Stephanie Cutter, a longtime Democratic strategist and adviser to Mr. Biden’s Building Back Together initiative, said that the process of passing two different bills would be potentially complicated and drawn-out. Still, she called the infrastructure deal a major win.
“We’re looking at the fall before this can come to a conclusion, but today is a big deal,” she said in an interview. “It’s the first time in a long time that Republicans have gotten on board with a Democratic president on a major piece of legislation.”
The political calculus in the Senate has significantly shifted since the early spring, when Democrats passed a $1.9 trillion relief bill without any Republican votes. The movement has been driven largely by Senator Joe Manchin III of West Virginia, who insisted that Democrats work together with Republicans on an infrastructure package rather than passing Mr. Biden’s ambitious proposals outright.
The deal that was announced today would cost $579 billion in new spending (and $1.2 trillion overall). That’s a small fraction of the $4 trillion that Mr. Biden had initially wanted to invest via his American Jobs Plan and American Families Plan.
The compromise leaves out most of Mr. Biden’s proposed investments in measures to confront climate change, or to support families and workers in the care industry.
To realize those, he would need to move a different piece of legislation. That would more than likely happen on a separate, Democrats-only track using the process of budgetary reconciliation, as Democrats did in March to pass their $1.9 trillion package.
“There ain’t no infrastructure bill without the reconciliation bill,” Ms. Pelosi recently told Democratic House leaders on a private call, according to reporting by The Times’s Emily Cochrane and Jim Tankersley.
The question for Senator Chuck Schumer, the Democratic leader, now becomes how to keep his own caucus united. He’ll have to keep enough progressives on board to pass the bipartisan bill — knowing full well that they may not get everything they want even if the Senate does turn around and pass a Democrats-only bill.

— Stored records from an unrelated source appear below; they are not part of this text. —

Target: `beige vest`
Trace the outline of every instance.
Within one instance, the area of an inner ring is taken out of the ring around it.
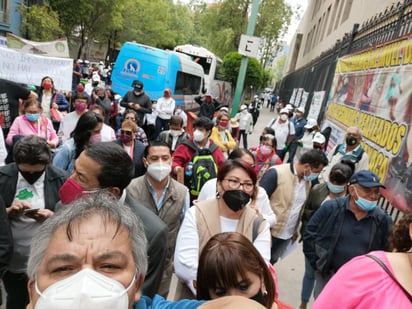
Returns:
[[[171,259],[175,250],[177,232],[180,228],[180,218],[187,194],[187,188],[176,180],[170,178],[169,188],[164,196],[160,211],[157,210],[152,194],[150,193],[146,175],[133,179],[126,190],[132,198],[153,211],[164,223],[166,223],[169,230],[167,260]]]
[[[276,165],[271,168],[276,169],[278,175],[278,185],[270,196],[270,206],[276,215],[276,224],[271,227],[272,236],[277,237],[282,231],[289,218],[295,200],[295,187],[298,177],[290,170],[290,164]],[[310,182],[306,182],[306,194],[310,190]],[[299,224],[298,220],[298,224]],[[296,227],[297,228],[297,227]],[[295,229],[296,229],[295,228]]]
[[[217,202],[217,199],[194,202],[193,207],[196,207],[196,225],[199,235],[199,256],[209,239],[222,232],[219,206]],[[246,236],[250,241],[253,241],[253,221],[256,217],[256,211],[249,207],[245,207],[239,218],[236,231],[234,232],[239,232]],[[261,231],[262,226],[262,224],[259,226],[259,231]]]

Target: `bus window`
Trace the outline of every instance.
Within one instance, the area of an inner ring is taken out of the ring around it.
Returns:
[[[224,80],[222,72],[221,72],[221,61],[216,61],[216,72],[215,72],[215,79],[216,80]]]
[[[198,94],[201,84],[202,78],[200,76],[178,71],[174,94]]]

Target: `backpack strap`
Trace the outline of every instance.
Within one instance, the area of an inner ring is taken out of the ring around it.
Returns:
[[[265,221],[262,217],[256,217],[255,220],[253,220],[253,227],[252,227],[252,242],[255,241],[256,237],[259,234],[259,227],[262,224],[262,222]]]
[[[189,147],[190,149],[194,150],[194,152],[196,152],[198,150],[198,148],[196,147],[196,145],[191,141],[191,140],[185,140],[182,142],[183,145],[186,145],[187,147]]]

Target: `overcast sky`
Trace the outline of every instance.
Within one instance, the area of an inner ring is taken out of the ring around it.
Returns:
[[[293,9],[297,9],[298,5],[300,5],[300,9],[299,9],[300,18],[303,17],[303,13],[305,12],[306,7],[308,6],[309,0],[285,0],[285,1],[286,1],[286,3],[288,3],[289,5],[291,5]],[[293,19],[292,22],[291,22],[291,25],[290,25],[290,27],[289,27],[289,29],[288,29],[289,31],[288,31],[288,32],[286,33],[286,35],[283,37],[283,40],[287,41],[288,44],[290,44],[290,41],[292,40],[293,35],[294,35],[295,32],[296,32],[296,29],[297,29],[297,27],[298,27],[298,25],[299,25],[299,22],[300,22],[300,19],[298,19],[298,20],[297,20],[297,19]]]

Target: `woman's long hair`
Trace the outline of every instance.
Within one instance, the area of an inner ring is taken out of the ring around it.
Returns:
[[[211,299],[209,290],[237,288],[239,278],[249,281],[251,272],[263,281],[264,305],[272,308],[275,283],[266,262],[249,239],[237,232],[214,235],[203,248],[197,270],[197,299]],[[261,287],[262,288],[262,287]]]
[[[76,146],[76,158],[89,144],[92,131],[99,123],[103,123],[103,117],[96,113],[88,111],[80,116],[76,127],[70,133],[70,137],[74,139],[74,145]]]

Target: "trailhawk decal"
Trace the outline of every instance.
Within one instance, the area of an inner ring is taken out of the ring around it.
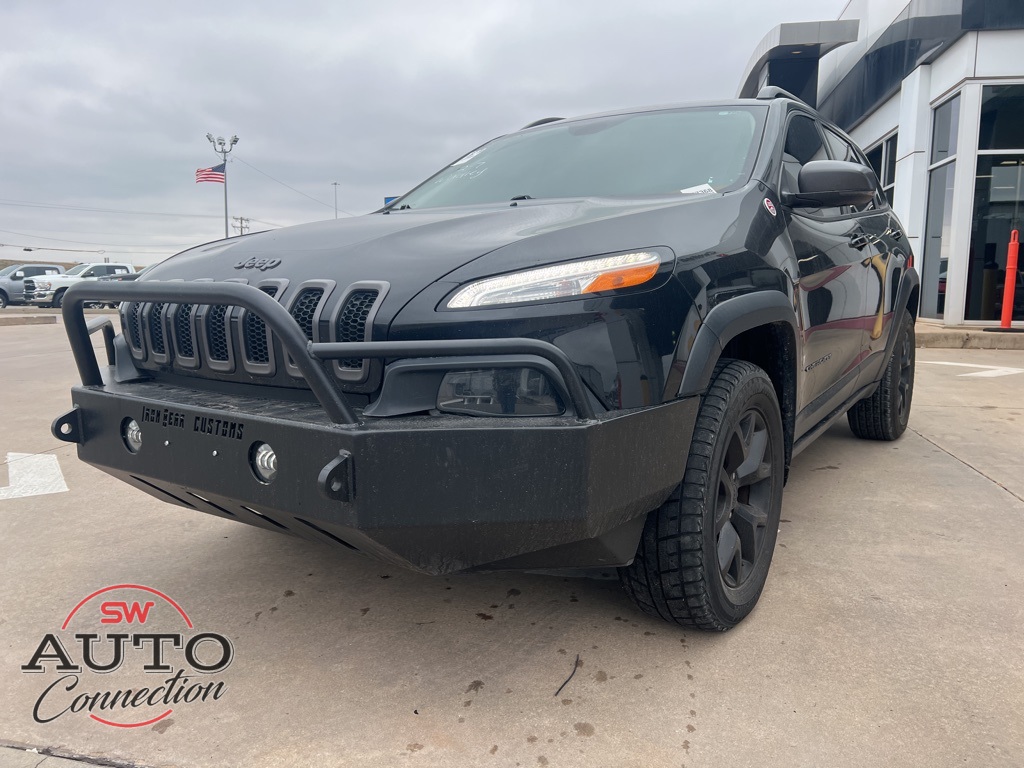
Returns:
[[[769,200],[767,197],[764,199],[764,208],[772,216],[775,216],[775,203]]]
[[[227,683],[215,675],[234,655],[227,637],[196,631],[163,592],[116,584],[72,608],[21,671],[48,678],[32,708],[37,723],[87,716],[113,728],[141,728],[222,698]]]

That second bill could include several of progressives’ top priorities, many of which are widely popular with the public but represent red lines for Republicans, including tax hikes for the wealthy, creation of green jobs and support for health care workers. But the relatively conservative Mr. Manchin would effectively have veto power on whatever went into that bill.
Mr. Manchin hasn’t signaled that he would support Democrats going big on their own, but he did indicate this week in an interview with NBC News that he would be open to passing some kind of “human infrastructure” legislation, paid for in part through tax hikes for the wealthy.
“Now, the size of the bill or what’s going to be done,” Mr. Manchin said, “the scope of that, we’ve got to find out.”